Graf Zahl aus der »Sesamstraße« hat aus meiner Sicht vollkommen recht: Knochen sind etwas Wunderbares, und jeder von ihnen, auch der kleinste, hat einen Sinn. Zusammen mit den Muskeln, den Bändern, den Knorpeln und den Gelenken formen sie eines der faszinierendsten Gebilde, die Natur und Evolution hervorgebracht haben: das menschliche Bewegungssystem. Es begleitet uns sozusagen auf Tritt und Schritt. Jeder hat einen persönlichen Bezug dazu und eine eigene Geschichte, die von der Kindheit über die Jugend, die Zeit als Erwachsener bis hin ins hohe Alter reicht. Die wenigsten von uns machen sich Gedanken über dieses faszinierende Wunderwerk, solange es reibungslos funktioniert. Wir erinnern eher die Probleme, die uns das Bewegungssystem bereiten kann: Da gibt es den Knick-Senkfuß der frühen Jahre, den Knochenbruch, den man als Jugendlicher erlitten hat, und den Bänderriss beim Skifahren, die quälenden Rückenschmerzen, die gerne auch bei einer Überbelastung im Job auftreten, oder den Schenkelhalsbruch der Großmutter, der letztlich dazu führte, dass diese nicht mehr allein in ihrer Wohnung leben konnte.

In guten Zeiten machen wir uns dagegen kaum Gedanken über dieses Konstrukt, das uns so viel ermöglicht. Im Gegenteil: Wir ignorieren manchmal nach Kräften die Bedürfnisse unseres Körpers, vernachlässigen ihn sträflich, selbst wider besseren Wissens. Und wundern uns dann, wenn er uns die rote Karte zeigt. Gerade bei einem so komplexen Gebilde wie dem Bewegungssystem kann ein winziger Defekt in einem kleinen Teilbereich das ganze Gefüge aus dem Tritt bringen.

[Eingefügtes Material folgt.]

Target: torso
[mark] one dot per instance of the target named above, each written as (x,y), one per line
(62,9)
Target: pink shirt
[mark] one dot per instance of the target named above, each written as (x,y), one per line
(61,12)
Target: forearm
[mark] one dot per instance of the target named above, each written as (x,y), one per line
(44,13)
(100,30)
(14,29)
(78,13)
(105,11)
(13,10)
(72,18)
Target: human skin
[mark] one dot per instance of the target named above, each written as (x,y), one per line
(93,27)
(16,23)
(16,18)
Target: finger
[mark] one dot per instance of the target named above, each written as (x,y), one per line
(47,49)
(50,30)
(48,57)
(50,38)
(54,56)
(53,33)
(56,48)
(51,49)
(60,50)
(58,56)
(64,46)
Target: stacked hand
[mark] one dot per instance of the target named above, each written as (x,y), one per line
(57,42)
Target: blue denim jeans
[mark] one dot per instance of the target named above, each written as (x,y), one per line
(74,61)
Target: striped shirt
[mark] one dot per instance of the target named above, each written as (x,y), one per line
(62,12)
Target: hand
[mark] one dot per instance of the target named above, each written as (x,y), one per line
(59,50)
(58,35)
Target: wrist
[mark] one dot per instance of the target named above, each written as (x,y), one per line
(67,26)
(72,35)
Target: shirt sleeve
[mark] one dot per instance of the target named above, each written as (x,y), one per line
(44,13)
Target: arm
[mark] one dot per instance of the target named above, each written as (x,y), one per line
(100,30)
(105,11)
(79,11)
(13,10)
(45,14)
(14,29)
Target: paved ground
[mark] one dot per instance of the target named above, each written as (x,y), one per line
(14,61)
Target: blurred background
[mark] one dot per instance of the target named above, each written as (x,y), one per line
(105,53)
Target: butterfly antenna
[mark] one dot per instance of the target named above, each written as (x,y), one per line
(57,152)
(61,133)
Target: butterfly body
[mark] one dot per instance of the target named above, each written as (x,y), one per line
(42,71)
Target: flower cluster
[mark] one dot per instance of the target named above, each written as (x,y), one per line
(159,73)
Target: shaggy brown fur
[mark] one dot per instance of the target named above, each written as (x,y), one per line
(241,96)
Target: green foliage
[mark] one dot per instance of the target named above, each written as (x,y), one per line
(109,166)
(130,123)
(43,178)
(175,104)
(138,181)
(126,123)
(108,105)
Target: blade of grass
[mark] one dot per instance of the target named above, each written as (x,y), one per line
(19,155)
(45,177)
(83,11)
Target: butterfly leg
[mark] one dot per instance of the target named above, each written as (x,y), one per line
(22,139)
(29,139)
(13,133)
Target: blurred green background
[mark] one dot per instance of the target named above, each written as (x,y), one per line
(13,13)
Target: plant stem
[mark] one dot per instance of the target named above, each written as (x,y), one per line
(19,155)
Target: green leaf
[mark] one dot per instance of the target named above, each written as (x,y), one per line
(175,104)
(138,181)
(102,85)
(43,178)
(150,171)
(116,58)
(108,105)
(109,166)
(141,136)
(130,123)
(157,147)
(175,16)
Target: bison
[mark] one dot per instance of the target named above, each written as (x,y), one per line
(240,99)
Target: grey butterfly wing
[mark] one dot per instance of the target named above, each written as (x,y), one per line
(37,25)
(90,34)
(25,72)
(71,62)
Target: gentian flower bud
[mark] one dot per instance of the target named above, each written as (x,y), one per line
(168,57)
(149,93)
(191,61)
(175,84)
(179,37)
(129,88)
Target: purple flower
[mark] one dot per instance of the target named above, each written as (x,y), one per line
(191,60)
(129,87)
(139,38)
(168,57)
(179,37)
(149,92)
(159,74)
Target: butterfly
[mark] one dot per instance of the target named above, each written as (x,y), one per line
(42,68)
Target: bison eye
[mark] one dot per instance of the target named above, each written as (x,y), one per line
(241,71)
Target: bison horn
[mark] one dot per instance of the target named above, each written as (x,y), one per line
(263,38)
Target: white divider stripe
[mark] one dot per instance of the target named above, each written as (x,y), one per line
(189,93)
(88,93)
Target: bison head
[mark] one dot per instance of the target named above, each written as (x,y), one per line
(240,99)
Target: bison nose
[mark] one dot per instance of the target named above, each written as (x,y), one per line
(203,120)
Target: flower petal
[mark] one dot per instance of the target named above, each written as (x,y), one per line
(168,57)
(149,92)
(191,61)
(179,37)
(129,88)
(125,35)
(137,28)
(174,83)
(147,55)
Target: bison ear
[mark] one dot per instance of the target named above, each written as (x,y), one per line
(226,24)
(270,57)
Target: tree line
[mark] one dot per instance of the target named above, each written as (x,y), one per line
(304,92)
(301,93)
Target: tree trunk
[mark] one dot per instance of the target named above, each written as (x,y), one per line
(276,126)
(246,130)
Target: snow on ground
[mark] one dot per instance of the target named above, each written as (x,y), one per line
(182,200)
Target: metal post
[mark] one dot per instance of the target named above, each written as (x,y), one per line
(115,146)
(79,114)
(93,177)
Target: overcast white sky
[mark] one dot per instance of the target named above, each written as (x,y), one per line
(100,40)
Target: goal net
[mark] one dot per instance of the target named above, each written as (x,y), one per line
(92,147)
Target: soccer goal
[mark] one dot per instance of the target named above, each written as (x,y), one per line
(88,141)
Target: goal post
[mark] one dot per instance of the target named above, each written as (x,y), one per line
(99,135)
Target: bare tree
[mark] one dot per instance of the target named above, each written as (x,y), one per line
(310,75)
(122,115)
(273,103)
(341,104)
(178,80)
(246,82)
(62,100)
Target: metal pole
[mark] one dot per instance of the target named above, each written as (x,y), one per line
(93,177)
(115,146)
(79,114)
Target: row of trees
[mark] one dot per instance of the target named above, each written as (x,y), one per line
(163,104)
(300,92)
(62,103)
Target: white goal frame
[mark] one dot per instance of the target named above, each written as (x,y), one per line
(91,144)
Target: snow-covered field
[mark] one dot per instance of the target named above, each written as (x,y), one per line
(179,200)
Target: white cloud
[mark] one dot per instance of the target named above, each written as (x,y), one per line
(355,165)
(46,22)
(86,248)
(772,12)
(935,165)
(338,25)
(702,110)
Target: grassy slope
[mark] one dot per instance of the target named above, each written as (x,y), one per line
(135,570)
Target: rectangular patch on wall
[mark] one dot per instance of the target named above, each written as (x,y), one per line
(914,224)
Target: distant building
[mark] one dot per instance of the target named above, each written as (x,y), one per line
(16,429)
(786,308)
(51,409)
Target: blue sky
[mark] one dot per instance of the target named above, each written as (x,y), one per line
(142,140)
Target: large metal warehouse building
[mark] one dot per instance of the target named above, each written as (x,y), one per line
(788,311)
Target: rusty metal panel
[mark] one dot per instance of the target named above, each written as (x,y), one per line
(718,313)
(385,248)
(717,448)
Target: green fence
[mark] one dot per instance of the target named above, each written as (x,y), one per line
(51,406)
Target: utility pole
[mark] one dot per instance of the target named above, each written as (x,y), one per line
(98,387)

Mit ungefähr zweihundert Knochen, sechshundert Muskeln und über hundert Gelenken können wir uns frei im Raum bewegen und dabei Dinge vollführen wie kaum ein anderes Lebewesen. Manche Tiere mögen uns in Einzeldisziplinen überlegen sein. So kann sich eine ein Zentimeter große Kakerlake zwar durch die extreme Verformung ihres Körpers durch einen nur wenige Millimeter breiten Spalt unter der Tür hindurchzwängen, aber einen dreifachen Salto rückwärts können nur wir Menschen ausführen. Eine Katze mag zwar wendiger einen Baum hinaufklettern, sie wird aber an der schwimmenden Durchquerung eines Flusses scheitern. Und welches andere Lebewesen vermag schon, Dinge nicht nur zu greifen, sondern mit Fingern und Armen Höchstleistungen zu vollbringen? Virtuos Klavier zu spielen wie Lang Lang oder enorme Gewichte zu stemmen wie Matthias Steiner? Zu sprinten wie Usain Bolt oder so ausdauernd zu laufen wie der 26-fache Weltrekordler Haile Gebrselassie aus Äthiopien? Zu all diesen vielfältigen Leistungen ist nur der menschliche Körper fähig und maßgeblich das ausgetüftelte Bewegungssystem.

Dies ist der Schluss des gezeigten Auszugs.